William Thompson was sentenced to death by the State of Kentucky for the murder of a prison guard. According to court documents William Thompson was serving a life sentence for a contract killing at Western Kentucky Farm Center in Graves County on March 18, 1998 when he would strike Correctional Guard Fred Cash repeatedly with a hammer causing his death. William Thompson would be convicted and sentenced to death.
William Thompson 2021 Information
|Name:||THOMPSON, WILLIAM EUGENE|
|PID # / DOC #:||211826 / 091746|
|Institution Start Date:||1/23/1984|
|Expected Time To Serve (TTS):||DEATH SENTENCE|
|Minimum Expiration of Sentence Date (Good Time Release Date): ?||DEATH SENTENCE|
|Parole Eligibility Date:||DEATH SENTENCE|
|Maximum Expiration of Sentence Date:||DEATH SENTENCE|
|Location:||Kentucky State Penitentiary|
William Thompson More News
Thompson was sentenced to death on March 18, 1998 in Graves County. Thompson entered a plea of guilty on January 12, 1995, to the following charges: capital murder, robbery in the 1st degree, and escape in the 1st degree, which occurred on May 9, 1986. Thompson, of Pike County, Kentucky, was sentenced to life for the 1986 murder of Correctional Officer Fred Cash at the Western Kentucky Farm Center in Graves County on March 18, 1998. Thompson was currently serving a life sentence at the Western Kentucky Farm Center for the offense of willful murder for hire in Pike County. While working with an inmate crew at the dairy, Thompson struck Correction Officer Fred Cash repeatedly in the head with a hammer, dragged the body into a barn stall, and fled n the prison farm van. Police arrested Thompson in a bus station on his way to Indiana. Thompson was convicted and sentenced to death in October 1986 in Lyon County, but seven years later the state Supreme Court threw out the conviction and ordered a new trial. Thompson also won a change of venue from Lyon County to Graves County.
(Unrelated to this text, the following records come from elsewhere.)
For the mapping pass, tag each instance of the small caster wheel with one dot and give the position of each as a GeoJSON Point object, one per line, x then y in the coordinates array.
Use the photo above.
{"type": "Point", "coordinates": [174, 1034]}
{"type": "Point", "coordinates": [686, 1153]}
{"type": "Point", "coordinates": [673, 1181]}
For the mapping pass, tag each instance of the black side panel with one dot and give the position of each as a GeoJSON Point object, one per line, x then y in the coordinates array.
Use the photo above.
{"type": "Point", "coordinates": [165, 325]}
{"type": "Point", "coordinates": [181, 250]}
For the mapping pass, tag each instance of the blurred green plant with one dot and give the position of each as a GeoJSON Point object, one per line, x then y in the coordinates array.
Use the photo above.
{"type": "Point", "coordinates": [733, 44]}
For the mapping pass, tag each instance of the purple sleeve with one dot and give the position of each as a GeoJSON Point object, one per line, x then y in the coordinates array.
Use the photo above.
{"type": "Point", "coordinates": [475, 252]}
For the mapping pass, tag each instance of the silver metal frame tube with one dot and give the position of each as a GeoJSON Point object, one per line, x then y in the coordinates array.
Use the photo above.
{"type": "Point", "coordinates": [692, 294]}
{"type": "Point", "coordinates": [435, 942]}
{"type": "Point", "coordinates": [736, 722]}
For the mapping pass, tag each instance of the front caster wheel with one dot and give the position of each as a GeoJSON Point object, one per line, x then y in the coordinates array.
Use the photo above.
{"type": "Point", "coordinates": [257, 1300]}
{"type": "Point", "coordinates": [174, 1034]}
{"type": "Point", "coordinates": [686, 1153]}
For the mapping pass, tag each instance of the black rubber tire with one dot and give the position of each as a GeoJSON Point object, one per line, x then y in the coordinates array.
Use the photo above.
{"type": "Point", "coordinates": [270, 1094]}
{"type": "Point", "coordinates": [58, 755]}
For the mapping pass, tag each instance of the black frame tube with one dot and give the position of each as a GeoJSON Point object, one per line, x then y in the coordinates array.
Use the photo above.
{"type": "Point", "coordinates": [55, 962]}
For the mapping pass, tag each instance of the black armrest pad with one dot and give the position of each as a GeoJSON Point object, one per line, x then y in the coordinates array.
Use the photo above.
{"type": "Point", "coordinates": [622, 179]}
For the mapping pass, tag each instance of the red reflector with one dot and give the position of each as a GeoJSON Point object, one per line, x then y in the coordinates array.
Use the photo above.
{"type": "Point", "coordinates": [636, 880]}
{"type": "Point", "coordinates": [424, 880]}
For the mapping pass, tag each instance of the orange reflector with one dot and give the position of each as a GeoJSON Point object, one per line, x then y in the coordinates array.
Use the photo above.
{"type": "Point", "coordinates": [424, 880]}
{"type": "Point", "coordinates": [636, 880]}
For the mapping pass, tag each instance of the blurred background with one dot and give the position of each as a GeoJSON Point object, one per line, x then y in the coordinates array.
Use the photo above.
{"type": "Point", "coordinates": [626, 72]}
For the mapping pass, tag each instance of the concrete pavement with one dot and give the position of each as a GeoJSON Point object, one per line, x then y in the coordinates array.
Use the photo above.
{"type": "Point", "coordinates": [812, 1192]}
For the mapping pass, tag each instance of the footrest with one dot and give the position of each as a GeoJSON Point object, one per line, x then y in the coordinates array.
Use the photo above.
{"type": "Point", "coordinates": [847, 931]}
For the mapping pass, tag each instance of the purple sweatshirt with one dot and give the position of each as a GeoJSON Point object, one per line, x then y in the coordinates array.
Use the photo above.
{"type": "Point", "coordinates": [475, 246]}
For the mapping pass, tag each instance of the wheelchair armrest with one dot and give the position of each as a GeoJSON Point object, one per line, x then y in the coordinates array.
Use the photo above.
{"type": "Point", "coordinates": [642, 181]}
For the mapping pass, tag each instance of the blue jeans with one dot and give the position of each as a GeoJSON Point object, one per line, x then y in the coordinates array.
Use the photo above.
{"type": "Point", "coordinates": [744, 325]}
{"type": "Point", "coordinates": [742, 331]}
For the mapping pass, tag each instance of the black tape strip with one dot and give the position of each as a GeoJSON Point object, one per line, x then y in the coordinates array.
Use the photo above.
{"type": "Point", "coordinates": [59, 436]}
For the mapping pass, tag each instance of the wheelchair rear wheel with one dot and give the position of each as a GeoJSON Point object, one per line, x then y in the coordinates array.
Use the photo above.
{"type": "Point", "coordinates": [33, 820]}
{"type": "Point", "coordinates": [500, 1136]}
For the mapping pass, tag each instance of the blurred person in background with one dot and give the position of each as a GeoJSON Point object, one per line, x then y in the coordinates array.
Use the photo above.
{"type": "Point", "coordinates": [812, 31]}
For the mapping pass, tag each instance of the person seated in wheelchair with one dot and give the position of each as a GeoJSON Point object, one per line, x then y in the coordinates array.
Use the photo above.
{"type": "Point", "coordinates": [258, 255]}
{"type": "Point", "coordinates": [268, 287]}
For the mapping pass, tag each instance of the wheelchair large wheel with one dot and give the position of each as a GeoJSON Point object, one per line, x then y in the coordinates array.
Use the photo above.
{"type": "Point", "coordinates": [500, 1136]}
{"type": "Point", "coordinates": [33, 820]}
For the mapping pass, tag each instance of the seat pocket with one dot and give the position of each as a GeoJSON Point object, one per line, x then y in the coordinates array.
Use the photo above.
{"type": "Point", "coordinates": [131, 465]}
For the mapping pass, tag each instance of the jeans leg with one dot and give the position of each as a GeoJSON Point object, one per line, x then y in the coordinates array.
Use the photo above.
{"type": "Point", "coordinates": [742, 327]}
William Thompson Other News
In 1986, Thompson, having served 12 years of a life sentence for an unrelated murder for hire, killed his prison-farm supervisor, stole his possessions, and fled. Thompson was captured and convicted of murder, robbery, and escape. Thompson was granted a retrial on direct appeal, then pleaded guilty to all three counts to avoid jury sentencing. A state court held that Commonwealth was entitled to jury sentencing despite the plea agreement. The jury returned a death-penalty verdict. In state post-conviction proceedings, Thompson succeeded on his claim that the trial court had failed to hold a mandatory competency hearing but was unsuccessful on his other claims for relief. After the trial court held the required competency hearing and found that Thompson had been competent to plead guilty, the Kentucky Supreme Court affirmed Thompson’s convictions and sentences. The Sixth Circuit affirmed denial of Thompson’s federal habeas corpus petition raising claims that the jury improperly considered extraneous evidence when it discussed a news account about another violent criminal who had committed a murder after earning parole at age 70; that jury instructions violated the Supreme Court’s 1988 holding, Mills v. Maryland, because they stated that the “verdict” had to be returned unanimously but did not expressly state that unanimity was not required for a juror to find a mitigating factor; and the Kentucky Supreme Court did not adequately conduct a comparative-proportionality review in assessing whether Thompson’s death sentence was excessive or disproportionate.